Before his tenure as president of McCulloch’s oil company, Wood was one of the original planners for Disneyland, as well as the first Six Flags theme park in Arlington, Texas. It was Wood’s design for Havasu that gives the city its unique layout today.

Foregoing the standard grid-design of countless other cities, Wood implemented a road system that could be described as similar to an amphitheatre; with streets and houses curving upward along Havasu’s sloping hills. It was Wood’s plan that every Havasu resident, with rare exception, would have an unobstructed view of nearby Lake Havasu.

But the city struggled in its youth. Havasu was hundreds of miles from any major population center, with no highways and few paved roads connecting the city to the rest of the country. Through his company’s real estate branch, Holly Development, McCulloch roused interest in the fledgeling community with free flights to Havasu and magazine advertisements describing the community as an oasis in the Arizona desert.

As publicity for Havasu grew, the rest of the nation took notice. Roger Echelberger moved from Illinois to Lake Havasu City in 1971, and remembers the city’s early days.

“I moved here when I was 34 with a wife and no job,” Echelberger said. “I was just crazy enough to think it would work out, and it did. Back then there was hardly anything out here … our kids went to Starline Elementary, but there weren’t any roads. We had decided to come out west — everyone thought we were crazy at the beginning.”

Havasu was garnering interest among prospective pioneers, but to draw the eyes of the nation to a remote speck on Arizona’s west coast, McCulloch would need a grand gesture. In 1965, he found one.

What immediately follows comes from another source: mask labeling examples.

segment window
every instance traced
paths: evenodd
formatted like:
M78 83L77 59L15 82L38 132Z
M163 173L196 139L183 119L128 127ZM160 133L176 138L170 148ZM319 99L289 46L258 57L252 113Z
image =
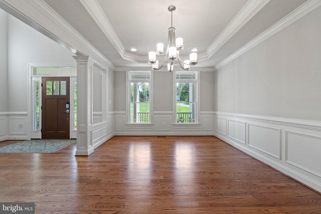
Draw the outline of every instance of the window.
M174 91L176 92L174 111L176 122L197 122L197 72L175 72Z
M150 72L129 72L129 123L150 122Z
M40 80L33 81L33 131L39 131L40 105Z

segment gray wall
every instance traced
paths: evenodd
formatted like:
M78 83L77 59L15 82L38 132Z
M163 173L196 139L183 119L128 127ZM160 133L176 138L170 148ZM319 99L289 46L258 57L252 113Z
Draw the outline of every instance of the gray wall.
M73 54L67 49L11 15L8 16L8 109L9 111L26 112L28 63L76 62Z
M8 15L0 9L0 112L8 111Z
M114 73L114 110L126 111L126 72Z
M107 76L107 109L108 112L112 112L114 111L114 71L109 70Z
M321 8L219 69L214 110L321 120Z

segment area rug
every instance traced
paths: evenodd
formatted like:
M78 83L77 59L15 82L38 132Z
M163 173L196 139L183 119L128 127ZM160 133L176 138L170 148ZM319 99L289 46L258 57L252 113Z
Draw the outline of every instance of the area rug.
M0 153L53 153L75 143L76 140L26 140L0 147Z

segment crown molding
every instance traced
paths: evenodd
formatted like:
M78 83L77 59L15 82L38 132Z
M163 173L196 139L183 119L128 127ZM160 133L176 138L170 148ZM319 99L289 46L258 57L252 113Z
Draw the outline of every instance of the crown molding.
M284 28L291 25L311 11L313 11L319 6L321 6L321 1L308 0L264 31L259 36L249 42L242 48L216 64L215 66L215 70L218 70L219 68L236 59L237 57L274 35Z
M124 60L146 63L146 57L126 51L97 0L80 0L112 45ZM249 0L205 52L199 54L199 61L210 58L270 0Z
M145 63L146 58L126 51L97 0L79 0L120 56L126 60Z
M250 0L238 13L206 51L205 59L212 57L270 0Z
M0 0L8 13L78 56L90 55L96 64L115 66L43 0Z

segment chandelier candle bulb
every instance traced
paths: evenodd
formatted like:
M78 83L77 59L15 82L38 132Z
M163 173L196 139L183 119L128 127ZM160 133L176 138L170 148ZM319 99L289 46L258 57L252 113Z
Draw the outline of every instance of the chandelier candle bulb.
M151 65L151 69L156 70L158 69L158 61L156 60L156 62Z
M176 39L176 49L178 51L180 51L184 49L182 38L179 37Z
M184 60L184 69L188 71L191 69L191 66L190 65L189 60Z
M150 51L148 53L148 63L154 64L156 62L156 53Z
M190 54L190 64L193 65L197 64L197 54L192 53Z
M164 44L163 43L157 43L157 51L156 52L156 54L157 55L161 55L162 54L164 53Z
M169 49L169 58L170 60L174 60L177 58L177 53L176 53L176 47L171 47Z

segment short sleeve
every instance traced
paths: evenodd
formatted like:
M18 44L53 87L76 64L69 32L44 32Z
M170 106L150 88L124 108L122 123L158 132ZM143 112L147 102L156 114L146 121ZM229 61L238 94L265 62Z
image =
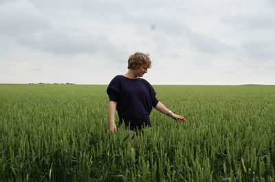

Across the Atlantic Ocean, the London Bridge was sinking. Originally built by John Rennie in 1831, the London Bridge had become unable to bear the weight of modern motor vehicles. The bridge, which bore lamp posts smelted from the remains of Napoleon Bonaparte’s cannons, and which endured gunfire from Nazi pilots in World War 2, would need to be replaced.

London officials chose to sell the bridge, an idea considered ludicrous at the time, according to BBC journalist Lauren Potts, in a 2018 feature celebrating the 50th anniversary of the bridge’s purchase. It was a ludicrous idea, met with an even more ridiculous plan by McCulloch.

McCulloch purchased the London Bridge for about $2.5 million - or about $19.5 million by today’s standards. The bridge was dismantled, and each stone was shipped through the Panama Canal, to arrive in San Francisco. It was then shipped to the Arizona desert, where the London Bridge would be rebuilt in Lake Havasu City.

“I was in elementary school when it happened,” said Toni Ade, who first learned of the sale during a news broadcast. “It was fascinating … I was living in Minnesota at the time, and we were still singing that song on the playground. The reaction went across the U.S. … it was like landing on the moon or something. It was a big deal.”

The London Bridge opened in Lake Havasu City Oct. 10, 1971, with a citywide celebration attended by thousands.

“When (McCulloch) built the London Bridge, it was very popular,” Echelberger said. “When I moved here, times were good. There was a lot of construction, a lot of new building, and a lot of new businesses coming into town.”

According to Havasu resident Rick Kingsbury, who spoke with BBC journalists last year about the bridge’s arrival, the bridge was tantamount to Havasu’s early success.

“It was like a rocket ship,” Kingsbury said in a 2018 interview. “In the three years it took to build the bridge, the population tripled.”

Not all of the bridge was rebuilt over Bridgewater Channel, however. Stones remain from the original structure at Lake Havasu City’s maintenance yard, alongside the remains of London police boxes and other effects from the bridge’s colorful history.

The bridge itself now receives hundreds of thousands of visitors per year, with guests arriving in Havasu from around the globe. It now remains one of Arizona’s most popular tourist attractions.